Exception in thread "Lucene Merge Thread #202"
org.apache.lucene.index.MergePolicy$MergeException:
java.lang.ArithmeticException: integer overflow at
org.apache.lucene.index.ConcurrentMergeScheduler.handleMergeException(ConcurrentMergeScheduler.java:735) at
org.apache.lucene.index.ConcurrentMergeScheduler$MergeThread.run(ConcurrentMergeScheduler.java:727)
Caused by: java.lang.ArithmeticException: integer overflow at 
java.base/java.lang.Math.toIntExact(Math.java:1135) at 
org.apache.lucene.store.DataOutput.writeGroupVInts(DataOutput.java:354) at 
org.apache.lucene.codecs.lucene99.Lucene99PostingsWriter.finishTerm(Lucene99PostingsWriter.java:379) at 
org.apache.lucene.codecs.PushPostingsWriterBase.writeTerm(PushPostingsWriterBase.java:173) at 
org.apache.lucene.codecs.lucene90.blocktree.Lucene90BlockTreeTermsWriter$TermsWriter.write(Lucene90BlockTreeTermsWriter.java:1097) at
org.apache.lucene.codecs.lucene90.blocktree.Lucene90BlockTreeTermsWriter.write(Lucene90BlockTreeTermsWriter.java:398) at 
org.apache.lucene.codecs.FieldsConsumer.merge(FieldsConsumer.java:95) at
org.apache.lucene.codecs.perfield.PerFieldPostingsFormat$FieldsWriter.merge(PerFieldPostingsFormat.java:205) at org.apache.lucene.index.SegmentMerger.mergeTerms(SegmentMerger.java:209) at
org.apache.lucene.index.SegmentMerger.mergeWithLogging(SegmentMerger.java:298) at org.apache.lucene.index.SegmentMerger.merge(SegmentMerger.java:137) at
org.apache.lucene.index.IndexWriter.mergeMiddle(IndexWriter.java:5252) at org.apache.lucene.index.IndexWriter.merge(IndexWriter.java:4740) at
org.apache.lucene.index.IndexWriter$IndexWriterMergeSource.merge(IndexWriter.java:6541) at
org.apache.lucene.index.ConcurrentMergeScheduler.doMerge(ConcurrentMergeScheduler.java:639) at
org.apache.lucene.index.ConcurrentMergeScheduler$MergeThread.run(ConcurrentMergeScheduler.java:700)

More context from the reporter

Looking deeper into this.
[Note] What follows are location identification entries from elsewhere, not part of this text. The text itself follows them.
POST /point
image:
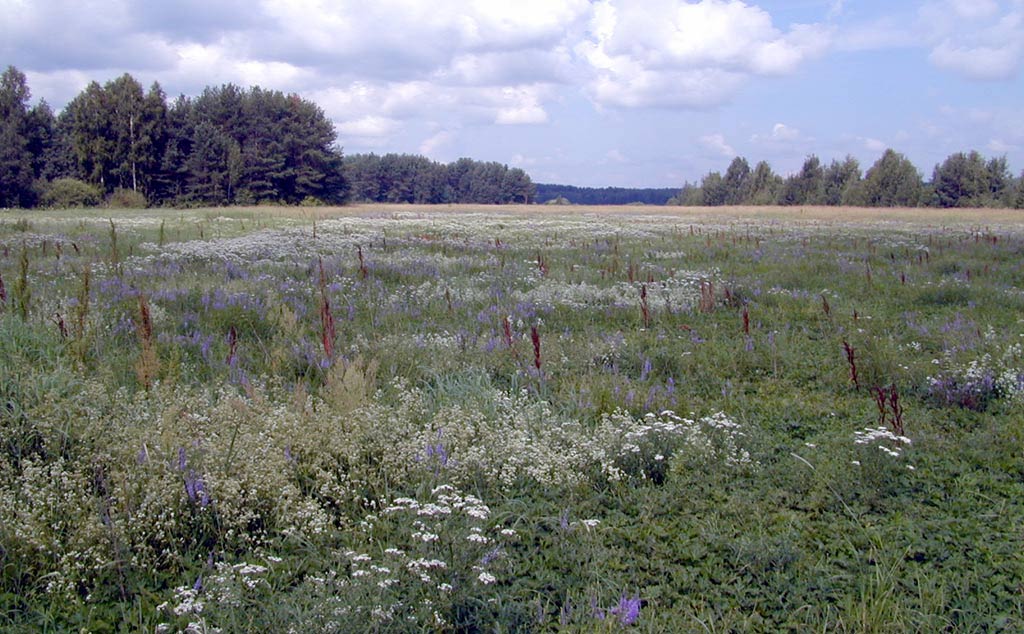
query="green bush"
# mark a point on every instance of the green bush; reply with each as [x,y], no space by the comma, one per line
[68,193]
[126,199]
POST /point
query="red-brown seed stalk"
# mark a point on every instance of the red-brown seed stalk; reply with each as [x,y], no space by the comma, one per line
[644,308]
[851,358]
[232,344]
[507,330]
[536,337]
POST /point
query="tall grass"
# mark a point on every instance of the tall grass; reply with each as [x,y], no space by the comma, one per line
[467,427]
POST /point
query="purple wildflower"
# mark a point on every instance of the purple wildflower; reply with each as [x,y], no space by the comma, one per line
[628,609]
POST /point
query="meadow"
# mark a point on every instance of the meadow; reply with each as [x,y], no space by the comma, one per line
[401,418]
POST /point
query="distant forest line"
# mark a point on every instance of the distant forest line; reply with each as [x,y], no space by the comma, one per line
[121,145]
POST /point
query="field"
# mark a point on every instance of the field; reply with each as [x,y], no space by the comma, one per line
[512,419]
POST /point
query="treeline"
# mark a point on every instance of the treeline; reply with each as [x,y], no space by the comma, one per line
[120,144]
[961,180]
[603,196]
[409,178]
[228,145]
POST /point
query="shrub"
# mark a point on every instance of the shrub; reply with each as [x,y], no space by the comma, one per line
[68,193]
[126,199]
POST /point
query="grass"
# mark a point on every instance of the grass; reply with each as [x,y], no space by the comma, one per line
[511,419]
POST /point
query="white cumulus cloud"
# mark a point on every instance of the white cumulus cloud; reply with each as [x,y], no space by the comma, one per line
[674,53]
[717,144]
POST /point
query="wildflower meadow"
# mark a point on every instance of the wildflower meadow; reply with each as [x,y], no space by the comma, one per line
[401,418]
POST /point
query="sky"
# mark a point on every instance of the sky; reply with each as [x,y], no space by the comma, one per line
[585,92]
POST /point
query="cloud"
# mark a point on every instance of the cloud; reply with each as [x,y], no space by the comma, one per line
[432,143]
[1000,146]
[369,126]
[673,53]
[872,144]
[983,62]
[780,134]
[717,144]
[614,156]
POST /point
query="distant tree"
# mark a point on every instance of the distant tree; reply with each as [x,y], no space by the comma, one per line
[87,122]
[962,180]
[689,196]
[713,189]
[892,181]
[841,181]
[765,184]
[16,160]
[1000,182]
[737,181]
[805,187]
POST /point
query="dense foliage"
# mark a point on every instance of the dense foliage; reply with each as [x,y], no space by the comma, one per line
[227,145]
[237,420]
[408,178]
[961,180]
[603,196]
I think we overflowed a term frequency field.
Looking in some statistics, in a previous release we had 1,288,526,281
of a certain field, this would be larger now. Each of these would have
had a limited set of values. But crucially nearly all of them would have
had the term "positional" or "non-positional" added to the document.

There is no good reason to do this today, we should just turn this into
a boolean field and update the UI. I will do this and report back.

Do you think that a patch for a try/catch for a more informative log
message be appreciated by the community? e.g. mentioning the field name
in the exception?

The index that had an issue when merging into one segment definitely had
more than 1 billion times the word "positional" in it. I hope to be able
to give a closer number once re-indexing finished with a "work-around".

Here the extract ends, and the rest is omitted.